Comparing focused ultrasound and uterine artery embolization for uterine fibroids - Rationale and design of the Fibroid Interventions: Reducing Symptoms Today and Tomorrow (FIRSTT) trial

Objective: To present the rationale, design, and methodology of the Fibroid Interventions: Reducing Symptoms Today and Tomorrow (FIRSTT) study. Design: Randomized clinical trial.

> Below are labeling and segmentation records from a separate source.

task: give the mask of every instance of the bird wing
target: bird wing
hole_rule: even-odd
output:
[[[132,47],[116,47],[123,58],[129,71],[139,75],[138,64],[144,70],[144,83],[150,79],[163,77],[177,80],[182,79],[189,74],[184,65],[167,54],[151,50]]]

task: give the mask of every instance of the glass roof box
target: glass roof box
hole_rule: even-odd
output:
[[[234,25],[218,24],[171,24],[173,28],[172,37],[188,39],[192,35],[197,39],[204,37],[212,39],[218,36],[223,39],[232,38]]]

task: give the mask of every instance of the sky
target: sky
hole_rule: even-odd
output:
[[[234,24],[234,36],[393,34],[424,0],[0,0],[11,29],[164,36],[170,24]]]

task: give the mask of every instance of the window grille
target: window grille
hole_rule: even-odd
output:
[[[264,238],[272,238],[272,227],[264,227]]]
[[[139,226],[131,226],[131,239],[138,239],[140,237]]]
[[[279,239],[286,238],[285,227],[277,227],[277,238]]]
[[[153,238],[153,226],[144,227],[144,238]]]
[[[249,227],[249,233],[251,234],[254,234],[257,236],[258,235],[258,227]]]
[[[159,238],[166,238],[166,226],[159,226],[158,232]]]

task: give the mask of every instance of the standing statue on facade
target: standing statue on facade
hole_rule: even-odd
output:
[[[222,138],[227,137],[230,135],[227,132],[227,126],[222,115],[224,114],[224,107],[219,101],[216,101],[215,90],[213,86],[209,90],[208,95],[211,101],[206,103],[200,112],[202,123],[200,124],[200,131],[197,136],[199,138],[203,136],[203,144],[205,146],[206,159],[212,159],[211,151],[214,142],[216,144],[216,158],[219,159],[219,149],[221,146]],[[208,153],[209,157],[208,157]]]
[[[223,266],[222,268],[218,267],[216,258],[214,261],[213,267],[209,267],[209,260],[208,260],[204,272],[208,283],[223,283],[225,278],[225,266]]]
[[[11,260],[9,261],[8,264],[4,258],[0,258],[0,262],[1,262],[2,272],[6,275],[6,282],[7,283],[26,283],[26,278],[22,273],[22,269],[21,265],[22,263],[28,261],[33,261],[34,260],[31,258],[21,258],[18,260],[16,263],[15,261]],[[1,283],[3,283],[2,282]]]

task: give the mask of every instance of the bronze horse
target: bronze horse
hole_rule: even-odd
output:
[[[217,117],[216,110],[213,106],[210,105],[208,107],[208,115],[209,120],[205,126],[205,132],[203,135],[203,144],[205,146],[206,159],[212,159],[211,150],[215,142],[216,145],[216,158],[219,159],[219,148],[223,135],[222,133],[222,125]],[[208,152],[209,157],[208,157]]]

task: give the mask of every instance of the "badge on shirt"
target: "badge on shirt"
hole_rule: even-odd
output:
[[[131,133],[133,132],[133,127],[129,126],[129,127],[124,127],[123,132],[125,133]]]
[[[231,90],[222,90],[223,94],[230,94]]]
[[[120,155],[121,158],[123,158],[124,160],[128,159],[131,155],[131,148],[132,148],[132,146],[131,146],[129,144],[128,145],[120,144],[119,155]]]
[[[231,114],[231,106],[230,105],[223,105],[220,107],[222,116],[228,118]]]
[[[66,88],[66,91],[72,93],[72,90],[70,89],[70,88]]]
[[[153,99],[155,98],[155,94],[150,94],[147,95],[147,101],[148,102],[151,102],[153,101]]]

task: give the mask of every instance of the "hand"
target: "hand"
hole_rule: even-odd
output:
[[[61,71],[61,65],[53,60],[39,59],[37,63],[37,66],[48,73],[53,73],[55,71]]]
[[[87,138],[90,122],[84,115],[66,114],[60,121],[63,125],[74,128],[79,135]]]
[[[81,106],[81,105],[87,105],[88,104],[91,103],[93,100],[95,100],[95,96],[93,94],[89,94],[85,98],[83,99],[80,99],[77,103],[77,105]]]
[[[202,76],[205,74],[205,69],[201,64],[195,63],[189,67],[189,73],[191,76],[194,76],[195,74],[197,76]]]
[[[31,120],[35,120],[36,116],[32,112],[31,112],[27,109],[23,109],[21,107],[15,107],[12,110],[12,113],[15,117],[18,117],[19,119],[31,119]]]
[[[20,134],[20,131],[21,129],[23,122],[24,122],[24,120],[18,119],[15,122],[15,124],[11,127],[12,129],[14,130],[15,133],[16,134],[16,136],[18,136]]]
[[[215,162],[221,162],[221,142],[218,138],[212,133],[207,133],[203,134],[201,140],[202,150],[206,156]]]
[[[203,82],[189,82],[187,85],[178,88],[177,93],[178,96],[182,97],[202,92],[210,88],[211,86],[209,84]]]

Setting: Two academic medical centers. Patient(s): Premenopausal women with symptomatic uterine fibroids. Intervention(s): Participants are randomized to two U.S. Food and Drug Administration-approved minimally invasive treatments for uterine leiomyomas: uterine artery embolization and magnetic resonance-guided focused ultrasound. Main Outcome Measure(s): The primary endpoint is defined as the need for an additional intervention for fibroid symptoms following treatment. Secondary outcomes consist of group differences in symptom alleviation, recovery trajectory, health-related quality of life, impairment of ovarian reserve, treatment complications, and the economic impact of these issues. Result(s): The trial is currently in the phase of active recruitment. Conclusion(s): This randomized clinical trial will provide important evidence-based information for patients and health care providers regarding optimal minimally invasive treatment approach for women with symptomatic uterine leiomyomas. Clinical Trial Registration: NCT00995878.